Both Dong-chan and Mi-ran find themselves 20 years in the future and forced to keep a hypothermic body temperature to survive. While Dong-chan’s fiance is now 20 years older, Mi-ran’s narcisstic Freud-quoting ex is now a lecturer at her university. There’s a lot of potential conflict to work with here but the show ignores almost all of it; steaming full speed for a somewhat-icky romance between a man who doesn’t like his fiancé now she’s old and the comparatively-uncomplicated Candy he starts making googly eyes at ten seconds after his break up.

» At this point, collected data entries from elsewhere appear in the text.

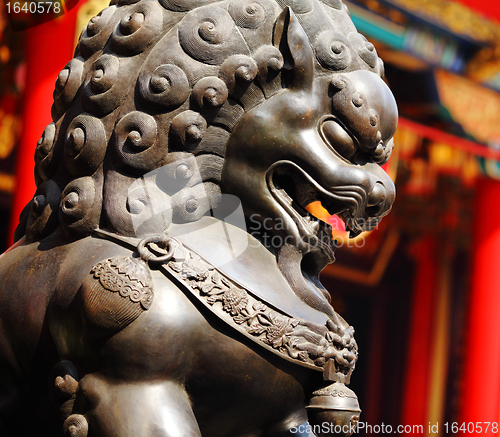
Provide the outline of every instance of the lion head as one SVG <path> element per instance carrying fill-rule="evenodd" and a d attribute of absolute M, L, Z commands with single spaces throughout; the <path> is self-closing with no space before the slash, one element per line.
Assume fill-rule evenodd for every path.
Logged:
<path fill-rule="evenodd" d="M 333 246 L 309 203 L 357 234 L 394 200 L 382 74 L 341 0 L 112 2 L 58 76 L 16 237 L 142 237 L 227 193 L 266 223 L 258 238 L 280 237 L 269 250 L 294 248 L 313 274 Z"/>

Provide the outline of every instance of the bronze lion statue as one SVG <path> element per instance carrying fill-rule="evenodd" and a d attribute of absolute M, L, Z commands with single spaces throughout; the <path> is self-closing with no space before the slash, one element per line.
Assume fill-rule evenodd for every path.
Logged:
<path fill-rule="evenodd" d="M 94 17 L 0 259 L 0 434 L 276 437 L 308 418 L 351 434 L 354 330 L 306 207 L 351 235 L 389 212 L 382 75 L 341 0 Z"/>

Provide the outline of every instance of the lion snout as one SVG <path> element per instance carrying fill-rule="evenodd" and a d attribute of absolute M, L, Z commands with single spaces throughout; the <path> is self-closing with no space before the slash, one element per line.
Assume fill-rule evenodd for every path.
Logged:
<path fill-rule="evenodd" d="M 367 199 L 369 217 L 382 217 L 389 212 L 395 197 L 394 190 L 390 188 L 386 188 L 382 182 L 375 183 Z"/>

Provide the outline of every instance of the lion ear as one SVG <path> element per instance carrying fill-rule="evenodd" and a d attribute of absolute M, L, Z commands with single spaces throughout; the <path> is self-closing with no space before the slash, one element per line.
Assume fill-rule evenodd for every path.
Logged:
<path fill-rule="evenodd" d="M 285 60 L 288 88 L 311 89 L 314 79 L 314 55 L 306 32 L 289 6 L 279 15 L 273 42 Z"/>

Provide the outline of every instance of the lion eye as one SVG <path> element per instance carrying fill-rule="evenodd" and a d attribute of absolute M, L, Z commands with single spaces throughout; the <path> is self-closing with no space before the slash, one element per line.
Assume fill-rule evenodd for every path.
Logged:
<path fill-rule="evenodd" d="M 350 160 L 355 155 L 357 144 L 336 120 L 325 120 L 321 123 L 320 132 L 328 145 L 343 158 Z"/>

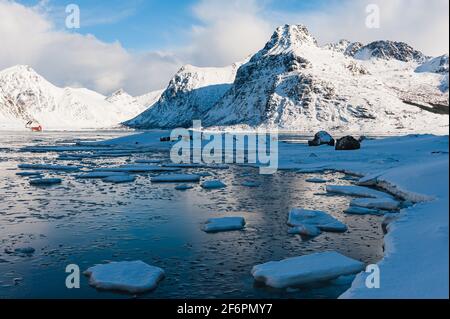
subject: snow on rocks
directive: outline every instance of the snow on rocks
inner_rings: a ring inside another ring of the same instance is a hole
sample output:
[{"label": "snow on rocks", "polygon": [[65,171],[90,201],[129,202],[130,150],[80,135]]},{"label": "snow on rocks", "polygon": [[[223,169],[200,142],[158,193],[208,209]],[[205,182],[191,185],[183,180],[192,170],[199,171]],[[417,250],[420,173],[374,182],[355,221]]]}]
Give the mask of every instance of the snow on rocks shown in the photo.
[{"label": "snow on rocks", "polygon": [[223,217],[210,218],[203,226],[203,231],[207,233],[217,233],[222,231],[241,230],[245,227],[243,217]]},{"label": "snow on rocks", "polygon": [[259,187],[259,183],[253,181],[245,181],[241,184],[244,187]]},{"label": "snow on rocks", "polygon": [[291,235],[316,237],[316,236],[319,236],[322,233],[322,231],[319,228],[317,228],[316,226],[305,224],[305,225],[289,228],[288,233]]},{"label": "snow on rocks", "polygon": [[152,183],[198,183],[200,176],[194,174],[167,174],[152,177]]},{"label": "snow on rocks", "polygon": [[350,202],[350,206],[358,206],[371,209],[397,210],[400,202],[395,199],[385,198],[355,198]]},{"label": "snow on rocks", "polygon": [[328,281],[363,270],[362,262],[329,251],[256,265],[251,273],[256,281],[281,289]]},{"label": "snow on rocks", "polygon": [[219,180],[206,181],[202,183],[202,188],[204,189],[220,189],[225,188],[227,185]]},{"label": "snow on rocks", "polygon": [[344,136],[336,142],[337,151],[351,151],[359,150],[361,148],[361,143],[355,139],[353,136]]},{"label": "snow on rocks", "polygon": [[325,131],[317,132],[314,135],[314,139],[312,141],[308,141],[309,146],[320,146],[320,145],[329,145],[334,146],[334,138]]},{"label": "snow on rocks", "polygon": [[84,272],[89,284],[103,290],[144,293],[157,287],[164,270],[143,261],[122,261],[96,265]]},{"label": "snow on rocks", "polygon": [[104,182],[113,183],[113,184],[123,184],[123,183],[132,183],[136,180],[136,176],[133,175],[111,175],[103,178]]},{"label": "snow on rocks", "polygon": [[[294,227],[289,232],[307,229],[309,226],[318,228],[320,231],[346,232],[347,226],[331,215],[317,210],[294,208],[289,212],[288,225]],[[299,228],[296,228],[299,227]],[[301,228],[303,227],[303,228]],[[314,232],[316,231],[314,230]],[[320,233],[319,233],[320,234]]]},{"label": "snow on rocks", "polygon": [[45,171],[78,171],[81,167],[68,165],[52,165],[52,164],[19,164],[20,169],[34,169]]},{"label": "snow on rocks", "polygon": [[36,249],[34,249],[33,247],[19,247],[14,249],[15,253],[24,255],[32,255],[35,251]]},{"label": "snow on rocks", "polygon": [[189,164],[189,163],[170,163],[163,164],[163,167],[172,167],[172,168],[205,168],[207,165],[205,164]]},{"label": "snow on rocks", "polygon": [[36,178],[30,180],[30,185],[33,186],[50,186],[50,185],[56,185],[61,184],[62,179],[60,178]]}]

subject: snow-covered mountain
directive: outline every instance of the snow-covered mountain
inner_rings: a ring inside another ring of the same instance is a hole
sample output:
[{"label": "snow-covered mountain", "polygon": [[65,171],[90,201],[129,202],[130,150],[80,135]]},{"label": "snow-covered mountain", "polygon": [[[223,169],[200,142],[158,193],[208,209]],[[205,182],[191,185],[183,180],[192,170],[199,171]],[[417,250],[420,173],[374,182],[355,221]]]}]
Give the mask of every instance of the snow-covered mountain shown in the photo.
[{"label": "snow-covered mountain", "polygon": [[[126,124],[170,128],[201,119],[208,127],[442,133],[448,71],[427,69],[435,64],[402,42],[320,47],[305,26],[285,25],[237,69],[234,81],[234,71],[229,81],[210,82],[217,69],[182,69],[153,108]],[[199,78],[201,89],[192,85]],[[213,88],[220,94],[203,94]]]},{"label": "snow-covered mountain", "polygon": [[158,102],[124,124],[134,128],[190,126],[231,87],[238,67],[239,64],[224,68],[183,66]]},{"label": "snow-covered mountain", "polygon": [[29,66],[0,72],[0,129],[24,129],[34,120],[44,129],[109,128],[148,105],[123,90],[105,97],[82,88],[59,88]]}]

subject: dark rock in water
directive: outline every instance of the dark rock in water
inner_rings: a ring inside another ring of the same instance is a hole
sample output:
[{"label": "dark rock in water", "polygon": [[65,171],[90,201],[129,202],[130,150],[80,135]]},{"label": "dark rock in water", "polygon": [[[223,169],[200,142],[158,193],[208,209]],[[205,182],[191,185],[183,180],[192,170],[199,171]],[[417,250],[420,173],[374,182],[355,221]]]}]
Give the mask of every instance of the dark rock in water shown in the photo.
[{"label": "dark rock in water", "polygon": [[320,146],[324,144],[334,146],[333,137],[325,131],[317,132],[316,135],[314,135],[314,139],[308,141],[309,146]]},{"label": "dark rock in water", "polygon": [[345,136],[343,138],[340,138],[336,143],[337,151],[359,150],[360,148],[361,143],[353,136]]},{"label": "dark rock in water", "polygon": [[168,137],[161,137],[160,139],[159,139],[161,142],[170,142],[171,140],[170,140],[170,136],[168,136]]}]

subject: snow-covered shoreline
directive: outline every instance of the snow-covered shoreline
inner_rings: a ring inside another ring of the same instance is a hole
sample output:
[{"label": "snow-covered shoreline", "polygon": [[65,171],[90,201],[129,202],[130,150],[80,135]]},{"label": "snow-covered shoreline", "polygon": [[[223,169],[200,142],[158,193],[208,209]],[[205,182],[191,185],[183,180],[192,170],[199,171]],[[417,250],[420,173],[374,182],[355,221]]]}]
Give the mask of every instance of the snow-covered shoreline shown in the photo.
[{"label": "snow-covered shoreline", "polygon": [[[368,139],[357,151],[280,143],[279,169],[345,172],[412,204],[388,226],[381,287],[366,288],[361,273],[341,298],[448,298],[448,142],[448,136],[408,135]],[[161,144],[154,133],[100,144],[136,143]]]}]

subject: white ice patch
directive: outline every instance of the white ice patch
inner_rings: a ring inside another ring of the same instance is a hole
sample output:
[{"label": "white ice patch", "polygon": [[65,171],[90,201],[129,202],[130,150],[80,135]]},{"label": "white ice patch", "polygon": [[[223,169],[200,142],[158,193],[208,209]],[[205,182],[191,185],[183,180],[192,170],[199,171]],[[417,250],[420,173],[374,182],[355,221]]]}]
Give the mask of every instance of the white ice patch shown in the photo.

The humour of the show is similar to the worst of Strong Woman Do Bong Soon and the show insists on undercutting any moment that could be powerful and emotional with bland, tasteless slapstick. Between the shrieking and the flailing and the forced romance, the show fails to make you care about either of these people. Compared to a show with a similar premise – the charming Thirty But Seventeen – it’s shallow and trite with the 20 year time jump treated like a mild inconvenience and the hypothermia a mere romance roadblock.
Crass, offensive, unfunny and poorly produced, Melting Me Softly would definitely be a contender for worst drama ever.